There has been recent discussion about some benchmarking by the DuckDB folks with good results for DuckDB (“Well they would say that, wouldn’t they?” M. Rice-Davies) and Polars.
Especially now that Polars supports reading and writing the Arrow IPC file format for its DataFrame and Series types, it is reasonable to write a Julia DataFrame with Arrow.jl then read and manipulate it in Polars.
I have been using PyCall.jl and its pyimport function as
pl = pyimport("polars")
to access the Python bindings within a Julia session.
I am not that familiar with the internals of Python nor the distinctions between PyCall.jl and PythonCall.jl.
Would there be an inherent advantage, perhaps related to zero-copy, in using PythonCall.jl to access the Python bindings for Polars?
Would it be feasible/worthwhile creating a Julia package to access the Rust entry points for Polars? At pola-rs · GitHub there are bindings in Python, R, Node.js and pyo3. Is it that much of a stretch to produce a Julia package to access the polars Rust functions?
But also your opening paragraph does not really make much sense to me. What does DuckDB have to do with this, specifically? If you want to use DuckDB, just do using DuckDB, DBInterface (annoying that we need that second one).
Really I think DataFrames and Polars are close competitors. I’m not sure that a “Polars.jl” is really needed or worth the likely large amount of effort to make it happen.
I was thinking of the benchmarks mentioned in recent posts on https://discourse.julialang.org/t/the-state-of-dataframes-jl-h2o-benchmark/ when I mentioned DuckDB. The latest version of the benchmarks were performed by the DuckDB folks to show the speed of their most recent version. The benchmark results also show that Polars is very fast on these benchmarks. The mention of DuckDB was only to provide motivation, through their benchmarks, for interfacing to Polars.
It is certainly possible to use PyCall or PythonCall and the Python bindings for Polars to do the types of summaries shown in the benchmarks. But I don’t know if that route will cause copies of large objects to be made. I believe that the existing Arrow.Table and Arrow.write functions in Arrow.jl can provide for zero-copy exchange of Arrow tables between Julia and Rust, but I don’t know much about the Rust end of that.
The point of interfacing to Polars is not to replace DataFrames.jl but rather to enhance it for cases of large complicated joins and summaries.
Note that DataFrames.jl is noticeably slow only in some cases. Typically it is comparable (even if slower).

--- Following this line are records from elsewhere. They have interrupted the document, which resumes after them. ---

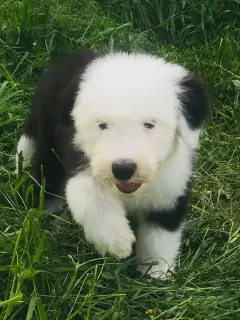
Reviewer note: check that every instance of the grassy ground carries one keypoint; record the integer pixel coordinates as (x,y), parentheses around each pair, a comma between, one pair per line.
(47,271)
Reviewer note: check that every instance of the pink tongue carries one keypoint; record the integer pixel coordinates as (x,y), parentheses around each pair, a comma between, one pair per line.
(128,187)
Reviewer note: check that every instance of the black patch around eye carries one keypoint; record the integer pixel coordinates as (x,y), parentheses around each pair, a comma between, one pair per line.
(103,125)
(149,125)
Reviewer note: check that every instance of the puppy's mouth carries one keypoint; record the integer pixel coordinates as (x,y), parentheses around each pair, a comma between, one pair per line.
(128,186)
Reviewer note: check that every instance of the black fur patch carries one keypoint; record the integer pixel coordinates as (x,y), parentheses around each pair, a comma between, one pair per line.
(173,218)
(49,122)
(194,101)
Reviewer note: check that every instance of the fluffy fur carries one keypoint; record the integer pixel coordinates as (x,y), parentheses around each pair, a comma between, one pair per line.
(117,134)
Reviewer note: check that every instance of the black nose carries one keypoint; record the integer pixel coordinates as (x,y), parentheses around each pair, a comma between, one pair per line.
(123,169)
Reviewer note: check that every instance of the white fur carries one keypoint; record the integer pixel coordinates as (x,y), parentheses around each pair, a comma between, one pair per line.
(125,91)
(26,146)
(156,245)
(101,215)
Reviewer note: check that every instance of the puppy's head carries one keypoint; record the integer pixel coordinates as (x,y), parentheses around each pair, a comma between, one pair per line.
(129,114)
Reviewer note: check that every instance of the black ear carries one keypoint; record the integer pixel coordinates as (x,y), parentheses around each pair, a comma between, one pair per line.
(194,101)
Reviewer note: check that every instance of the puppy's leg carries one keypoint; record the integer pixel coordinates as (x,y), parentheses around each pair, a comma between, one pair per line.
(26,146)
(157,245)
(101,215)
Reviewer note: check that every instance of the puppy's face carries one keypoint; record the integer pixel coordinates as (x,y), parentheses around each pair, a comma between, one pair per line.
(126,118)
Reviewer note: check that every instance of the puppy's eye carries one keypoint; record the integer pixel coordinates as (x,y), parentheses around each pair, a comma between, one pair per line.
(103,125)
(149,125)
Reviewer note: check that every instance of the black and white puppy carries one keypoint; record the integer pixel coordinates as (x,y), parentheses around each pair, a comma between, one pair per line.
(118,134)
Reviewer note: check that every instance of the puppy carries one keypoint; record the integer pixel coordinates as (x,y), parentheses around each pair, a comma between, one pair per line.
(117,134)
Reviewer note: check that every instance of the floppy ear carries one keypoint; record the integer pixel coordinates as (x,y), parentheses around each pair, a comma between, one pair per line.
(194,109)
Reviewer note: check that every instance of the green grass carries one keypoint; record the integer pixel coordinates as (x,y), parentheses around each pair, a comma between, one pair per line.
(47,270)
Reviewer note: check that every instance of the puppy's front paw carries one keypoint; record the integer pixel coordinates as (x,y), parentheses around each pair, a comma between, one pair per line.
(113,236)
(158,270)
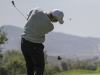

And I could give you benchmarks, when DataFrames.jl is faster than Polars (one relevant case is when you run code on a laptop not on a server having 40-cores; on laptop DataFrames.jl performance is relatively more attractive).
My current thinking is:
we know in what cases we need to improve DataFrames.jl (it is mostly operations when you have many small groups; we are quite good if there are few large groups); in the cases when we are really slow we plan to improve them
still it should be expected that in the long run DuckDB/Polars will be faster on the average; the reason is that many more people are willing to work on performance of these frameworks (I opened GSoC/JSoC call for performance improvements for DataFrames.jl this year and it did not get people interested in it)
if I have to choose DuckDB vs Polars in my work I choose DuckDB as a fallback; the reasons are that
i. we already have a package DuckDB.jl that allows me to do it
ii. it is in general faster (not by much but faster)
iii. it is enough that I know SQL to use it (Polars also has SQL interface, but for DuckDB this is a native interface).
Also, in general, can you please report in DataFrames.jl issue cases when you in practice find DataFrames.jl to be exceedingly slow? Focusing on a concrete classes of cases is the easiest way for us to improve.
I guess DF.jl doesn’t automatically use multi-threading, which is fine, I wish the H2O DB benchmark has single thread benchmark.
But I guess they’re coming from big DB perspective, there’s no point in not doing everything multi-threaded. In deed, I think it’s pretty rare when you need to groupby many smaller dataframes in parallel, than having just a big “data base”
Roughly yes. They come from “big database” perspective, and I think it makes sense.
In terms of DataFrames.jl:
originally it was developed as single-threaded;
we are slowly adding multi-threading in different places, so things improve, but this is work in progress and did not have a top priority (we put more priority on single-threaded performance, functionality coverage, and API flexibility); but e.g. until Julia fully resolves issues with GC in multi-threading code we will have problems (GC is not an issue for DuckDB and Polars)
Will Dtables be able to address multithreading? What is the GC problem?
I think what’s missing from the Pluto and JuliaHub, and the Julia ecosystem as a whole, is a GUI table editor. With SQLite (or DuckDB if it’s developed). I should be able to connect an editor like DBeaver to enter tables, and map joins, while using the Pluto notebook to analyze data, and for visualization/publishing data.
What if i was doing something like employee evaluations, and I want to study the performance of individual employees and staff as a whole. Would rows be better for the former and columns for the later? Would a vector or graph database be better suited to evaluating each as needed?